"As I emerged from the porch of Santa Croce, I was seized with a fierce palpitation of the heart (that same symptom which, in Berlin, is referred to as an attack of the nerves); the well-spring of life was dried up within me, and I walked in constant fear of falling to the ground."
When Marie-Henri Beyle (whose pen name is Stendhal) described her unique experience coming out of Santa Croce church in Firenze, noone would have thought that such a feeling (known as the Stendhal syndrome) could have been attributed to other experiences or sights: a stay at GOLDEN VIEW.
This is what happens when one enters or even approaches the place. The interior space doesn’t have an end and is not merely delimited by its walls.
As soon as we get in we are sucked in, absorbed, projected into an almost dreamy dimension without even understanding what the physical limits of the apartment space are.
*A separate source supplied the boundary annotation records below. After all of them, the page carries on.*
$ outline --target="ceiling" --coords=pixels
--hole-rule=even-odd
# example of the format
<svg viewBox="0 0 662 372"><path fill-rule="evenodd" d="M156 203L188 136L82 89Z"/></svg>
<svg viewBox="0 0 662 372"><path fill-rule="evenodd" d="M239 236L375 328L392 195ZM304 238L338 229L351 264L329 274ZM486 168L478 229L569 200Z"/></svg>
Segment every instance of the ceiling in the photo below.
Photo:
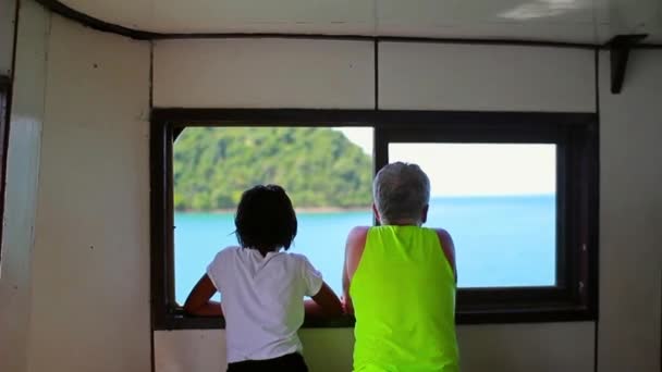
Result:
<svg viewBox="0 0 662 372"><path fill-rule="evenodd" d="M662 0L61 0L93 17L167 34L283 33L602 44L662 42Z"/></svg>

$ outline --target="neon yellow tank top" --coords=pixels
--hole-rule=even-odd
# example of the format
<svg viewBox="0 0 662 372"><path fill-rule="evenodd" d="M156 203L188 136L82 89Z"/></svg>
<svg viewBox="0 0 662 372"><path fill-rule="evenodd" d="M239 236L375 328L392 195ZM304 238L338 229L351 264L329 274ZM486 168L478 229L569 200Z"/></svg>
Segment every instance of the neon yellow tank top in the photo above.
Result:
<svg viewBox="0 0 662 372"><path fill-rule="evenodd" d="M370 227L350 295L354 371L459 371L455 277L436 231Z"/></svg>

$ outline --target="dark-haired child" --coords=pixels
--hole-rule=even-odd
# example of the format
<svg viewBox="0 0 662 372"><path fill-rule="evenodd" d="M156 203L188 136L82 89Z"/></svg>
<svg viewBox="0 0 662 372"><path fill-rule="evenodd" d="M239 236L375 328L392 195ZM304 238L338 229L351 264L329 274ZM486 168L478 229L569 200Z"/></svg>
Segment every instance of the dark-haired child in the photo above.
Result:
<svg viewBox="0 0 662 372"><path fill-rule="evenodd" d="M296 333L304 311L334 317L342 306L306 257L281 251L296 236L292 201L280 186L255 186L242 195L234 223L240 246L216 256L184 310L225 315L230 372L307 371ZM222 303L210 300L217 290Z"/></svg>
Coming in we find ourselves in an open space: a kitchen in the left of the room, not immediately visible. Movable panels hyde the cooker, kitchen utensils, pantry and all that’s needed to prepare a meal. In front of it a three seater sofa, a wooden coffee table, a dining table on top of which hangs a designer lamp, and pantings and pictures not hanging on the walls but arranged at floor level as if they would find, in time, their own natural location.
The metal spiral staircase, next to the entrance door, reminds us of the Guggenheim Museum in New York. But we’ll talk more about it later.
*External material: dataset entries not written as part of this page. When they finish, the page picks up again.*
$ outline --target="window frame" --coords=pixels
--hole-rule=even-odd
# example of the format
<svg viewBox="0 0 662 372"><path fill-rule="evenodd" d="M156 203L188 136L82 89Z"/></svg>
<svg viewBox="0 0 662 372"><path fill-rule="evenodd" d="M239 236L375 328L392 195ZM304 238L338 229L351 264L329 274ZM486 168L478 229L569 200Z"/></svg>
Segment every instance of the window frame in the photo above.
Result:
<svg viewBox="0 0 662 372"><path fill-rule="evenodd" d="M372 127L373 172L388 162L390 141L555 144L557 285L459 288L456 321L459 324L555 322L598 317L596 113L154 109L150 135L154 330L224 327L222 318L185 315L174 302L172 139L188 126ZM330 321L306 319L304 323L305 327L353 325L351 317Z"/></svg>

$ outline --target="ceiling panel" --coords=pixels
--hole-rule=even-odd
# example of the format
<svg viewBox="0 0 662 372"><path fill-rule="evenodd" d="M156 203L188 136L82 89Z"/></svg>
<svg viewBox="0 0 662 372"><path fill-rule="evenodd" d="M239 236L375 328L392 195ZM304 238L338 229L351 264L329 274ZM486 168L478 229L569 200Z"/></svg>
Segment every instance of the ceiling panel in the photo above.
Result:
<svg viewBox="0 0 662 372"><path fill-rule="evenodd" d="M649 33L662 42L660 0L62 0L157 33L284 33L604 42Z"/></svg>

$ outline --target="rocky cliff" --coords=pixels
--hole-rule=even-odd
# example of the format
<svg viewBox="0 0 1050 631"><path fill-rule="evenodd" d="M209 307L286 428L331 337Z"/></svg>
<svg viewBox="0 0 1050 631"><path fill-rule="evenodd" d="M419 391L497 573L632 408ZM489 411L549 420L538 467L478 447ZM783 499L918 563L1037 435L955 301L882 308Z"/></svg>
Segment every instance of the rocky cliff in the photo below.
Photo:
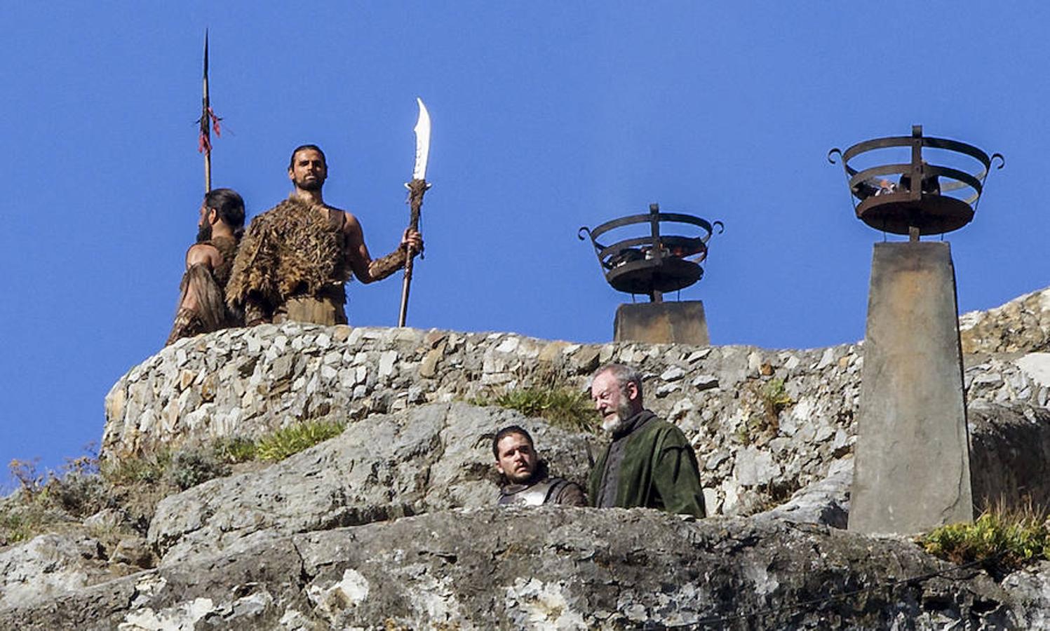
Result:
<svg viewBox="0 0 1050 631"><path fill-rule="evenodd" d="M1048 295L961 318L984 503L1050 504ZM584 387L607 361L644 372L648 406L686 432L709 509L726 517L490 508L500 426L528 427L575 480L602 438L468 401ZM110 462L304 419L345 430L165 498L135 526L141 537L101 537L123 519L110 510L0 549L0 628L1050 624L1050 568L993 580L907 540L840 530L862 365L861 344L573 344L301 324L183 340L107 396Z"/></svg>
Everything is naturally lit and enhanced by the french door in front of the sofa. The outdoor space, fully nequipped with a dining table for four and a lounge chair to relax, doesn’t separate or create a distance between indoor and outdoor, but the two areas fuse into one: land, water and air wrap onto each other and become one element.
The view of the bay and of the Isola Bella are not just unique in the world for colours, harmony and elegance, but also allow an exclusive view point that is only accessible to few people thanks to GOLDEN VIEW’s position on the side of a cliff. It looks like browsing through the pages of a nature magazine where the subjects are not casual but accurately selected: at the end of the 19th century Lady Travelyan, rich English noblewoman, planted a number of tropical species on the Isola Bella where these plants flourished and mixed with local mediterranean vegetation, creating a unique scenery reminiscent of Avatar’s Pandora.
The Island, very close to the shore, sometimes becomes a peninsula thanks to low tide. It is also known as “The pearl of the Mediterranean” thanks to the German Baron Willem von Gloeden who spread the word about the artistic value of the island around the world.
The metal spiral staircase mentioned earlier is not just a means to link the living area to the sleeping area but it’s a true work of art that takes us back to the New York Expo of 1939…
The two bedrooms, each with an en-suite, are in two separate areas and the second one is accessed from the outside after a small flight of stairs.
The first floor is not simply a place to sleep but also a modern and elegant space where to take refuge and allow thoughts to find their ideal dimension.
From the second bedroom, after another small flight of stairs, we access a small terrace.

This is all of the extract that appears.